In 1986, the game was republished in the U.S. by West End Games. The game used the same deck of cards and number of players, and the same powers with five additional powers from Eon expansion sets #1 and #2. However, the cards and tokens were incompatible with the Eon edition. Meanwhile, in the UK, the game was published by Games Workshop. The GW edition supported six players, with powers from the Eon base set and some of the first three expansions.

In 1991, the game was licensed by Mayfair Games. Mayfair published Cosmic Encounter, an expansion called More Cosmic Encounter (1992), and a stripped-down introductory version of the game called Simply Cosmic (1995). The Mayfair edition revised some powers from the original Eon set, introduced many more, and significantly revised some of the existing components. It also introduced several new components. By combining the three Mayfair products, it is possible to play a 10-player game.
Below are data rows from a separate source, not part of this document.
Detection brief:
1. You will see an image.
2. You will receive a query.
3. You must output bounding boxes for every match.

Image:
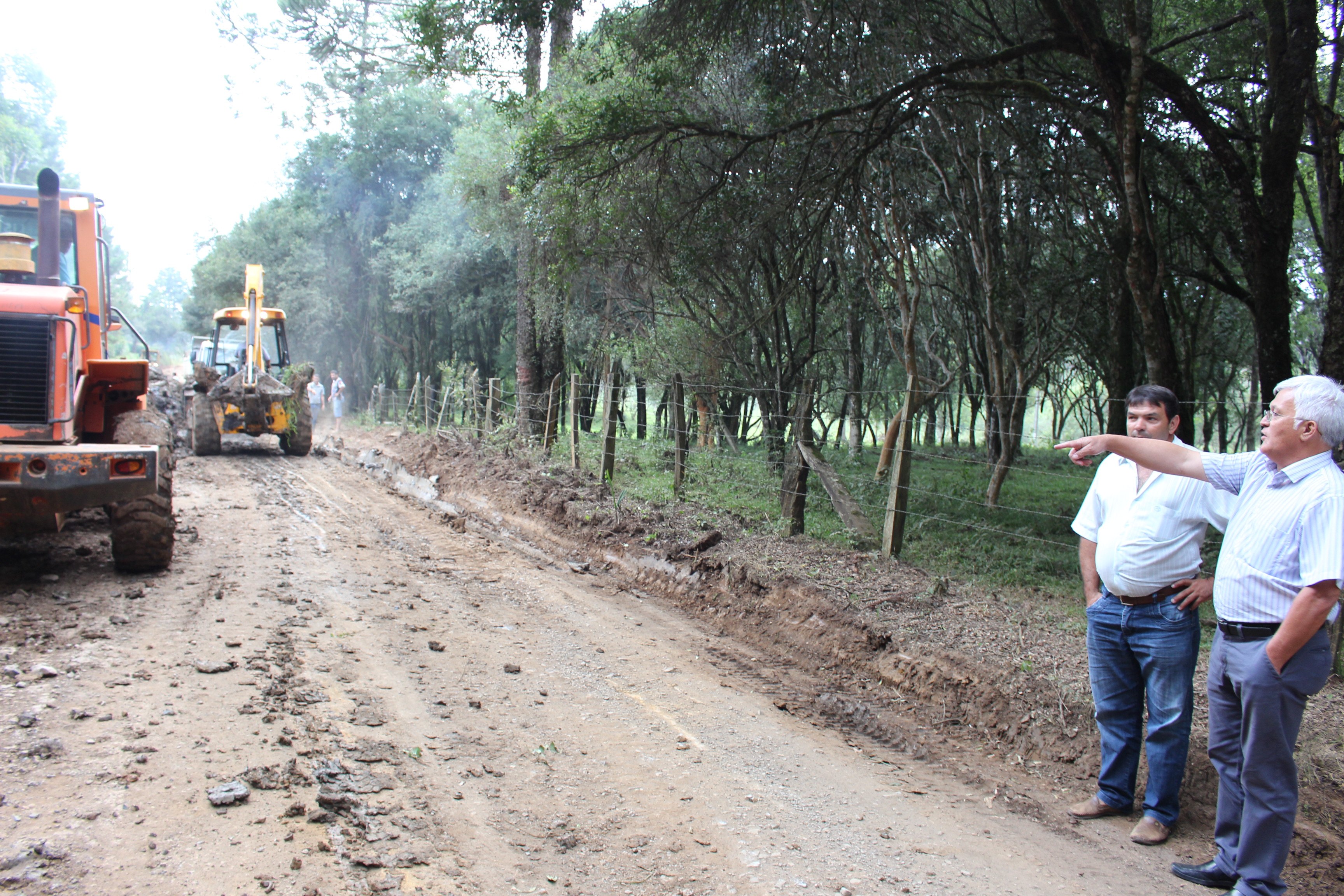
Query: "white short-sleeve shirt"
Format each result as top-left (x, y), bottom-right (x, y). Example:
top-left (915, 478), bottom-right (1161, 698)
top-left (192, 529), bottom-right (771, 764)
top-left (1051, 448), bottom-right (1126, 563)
top-left (1073, 439), bottom-right (1237, 598)
top-left (1204, 452), bottom-right (1344, 622)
In 2000, Avalon Hill (by then a division of Hasbro) published a simplified version in one box with plastic pieces. While the production quality was high, this version was limited to 20 powers and four players and received no expansions.

On August 17, 2007, Fantasy Flight Games announced plans to reprint the game in 2008.[2][3] Game designer Kevin Wilson gave demonstrations of Fantasy Flight's Cosmic Encounter version at Gen Con 2008, and the game was released in December. This edition included 50 aliens, flare cards, a new Technology variant, and support for 5 players. Since 2008, Fantasy Flight has released six expansion sets:

Expansion Release Date Aliens Extra Player Special Cards Also Included
Cosmic Incursion February 201020orangeReward deck
Cosmic Conflict February 201120blackHazard deckCosmic Quakes
Cosmic Alliance March 201220whiteAdditional cards for playing with seven or more playersRules for team play
Cosmic Storm August 201325(none)Space station cardsSpace station tokens
Cosmic Dominion August 201430(none)Reward deck (can be combined with the reward deck from Incursion or used on its own)Ship markers for variants
Cosmic Eons December 201630(none)Essence CardsHidden alliance dials[4]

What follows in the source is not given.